Talks with the Taliban: Can Afghanistan set an example?

The Afghan government held its first-ever talks with the Taliban, and if a second round occurs in coming days, a strong precedent may be set for negotiating peace with violent Islamic groups.

AP Photo
Afghan President Ashraf Ghani, right, speaks as Pakistani Prime Minister Nawaz Sharif listens during a May 12 press conference in Kabul, Afghanistan.

The usual Western strategy for dealing with Islamic terrorists is to kill them. President Obama vows to crush Islamic State in Iraq and Syria. The United States helps African nations repel groups like Boko Haram. It uses drones to strike Al Qaeda operatives in any country. “Negotiations cannot convince Al Qaeda’s leaders to lay down their arms,” Mr. Obama stated in 2009.

But on July 7, the Afghan government held its first-ever talks with the Taliban with the assistance of the US, Pakistan, and China. The talks were held outside Islamabad, Pakistan. A second set of talks is planned in coming days, if conditions can be met for further negotiations. The realities in and around Afghanistan point to the possibility of a negotiated peace for a country torn by decades of war, most of it driven by Islamic radical groups.

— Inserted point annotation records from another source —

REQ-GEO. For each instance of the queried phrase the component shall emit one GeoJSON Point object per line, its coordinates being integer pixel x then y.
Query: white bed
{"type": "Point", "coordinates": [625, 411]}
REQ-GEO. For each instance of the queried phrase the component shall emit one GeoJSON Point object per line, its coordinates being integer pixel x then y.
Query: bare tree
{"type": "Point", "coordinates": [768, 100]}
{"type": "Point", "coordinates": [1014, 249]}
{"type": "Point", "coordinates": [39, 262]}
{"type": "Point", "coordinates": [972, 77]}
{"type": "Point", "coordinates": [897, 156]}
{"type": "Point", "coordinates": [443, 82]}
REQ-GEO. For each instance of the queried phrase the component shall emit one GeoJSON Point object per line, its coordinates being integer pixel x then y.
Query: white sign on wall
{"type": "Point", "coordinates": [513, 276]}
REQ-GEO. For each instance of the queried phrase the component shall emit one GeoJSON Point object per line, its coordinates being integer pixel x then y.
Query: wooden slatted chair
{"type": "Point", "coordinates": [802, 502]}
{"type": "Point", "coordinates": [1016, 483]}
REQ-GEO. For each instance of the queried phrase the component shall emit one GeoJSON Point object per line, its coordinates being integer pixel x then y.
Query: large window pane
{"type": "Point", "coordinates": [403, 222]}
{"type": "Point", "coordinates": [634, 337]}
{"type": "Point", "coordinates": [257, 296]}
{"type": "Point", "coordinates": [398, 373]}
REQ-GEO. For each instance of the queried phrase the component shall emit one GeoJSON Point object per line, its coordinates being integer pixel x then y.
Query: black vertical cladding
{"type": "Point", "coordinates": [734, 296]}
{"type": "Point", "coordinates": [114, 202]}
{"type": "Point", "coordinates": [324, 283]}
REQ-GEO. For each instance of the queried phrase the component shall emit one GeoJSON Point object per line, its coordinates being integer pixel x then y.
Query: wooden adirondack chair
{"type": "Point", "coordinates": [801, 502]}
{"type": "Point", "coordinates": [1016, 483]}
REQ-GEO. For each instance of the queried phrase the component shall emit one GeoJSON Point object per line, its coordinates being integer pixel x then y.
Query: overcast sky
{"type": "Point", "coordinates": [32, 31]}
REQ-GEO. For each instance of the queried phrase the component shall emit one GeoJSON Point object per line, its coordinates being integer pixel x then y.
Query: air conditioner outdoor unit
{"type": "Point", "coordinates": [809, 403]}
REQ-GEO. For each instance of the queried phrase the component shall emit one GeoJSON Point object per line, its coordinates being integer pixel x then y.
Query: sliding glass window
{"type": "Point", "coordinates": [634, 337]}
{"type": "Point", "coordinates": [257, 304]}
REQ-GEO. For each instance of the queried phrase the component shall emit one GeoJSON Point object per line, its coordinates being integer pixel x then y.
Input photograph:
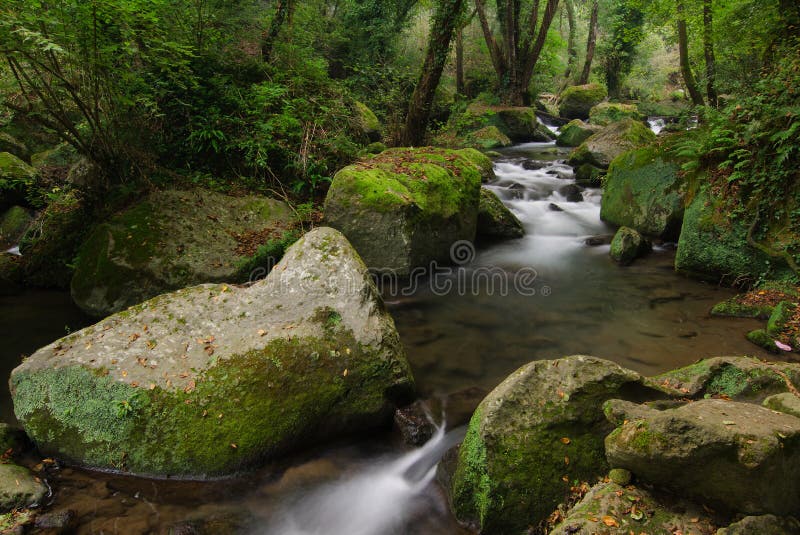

High hurdles remain for a deal between the government of President Ashraf Ghani and the often-divided Taliban. Pakistan plays a big role while China brings a new mediating role. The Afghan Army must better show its mettle as a cohesive fighting force. Obama may need to recalculate his planned withdrawal of US forces.

Most of all, the Taliban must be convinced that their vision for Afghanistan would best be achieved without force and within the framework of the country’s constitutional democracy. The very fact that the group’s leaders are now willing to engage in negotiations shows an understanding of the need to use persuasion rather than bombs and bullets to achieve political results.

The West’s 14-year effort to build a pluralistic Afghanistan, especially in honoring women’s rights, may be paying off. Afghans are gaining a stronger national identity, the best defense against the Taliban. Last year’s election of Mr. Ghani, a pragmatic former World Bank official, may have been a game changer.

Another factor is in play. The Taliban are worried that Islamic State has gained a toehold in Afghanistan, challenging what little legitimacy the Taliban still hold. If this competition between violent Islamist groups results in one group using dialogue to end the conflict, then a model may be set for elsewhere, such as in the Middle East. The usual strategy of killing could eventually be unusual.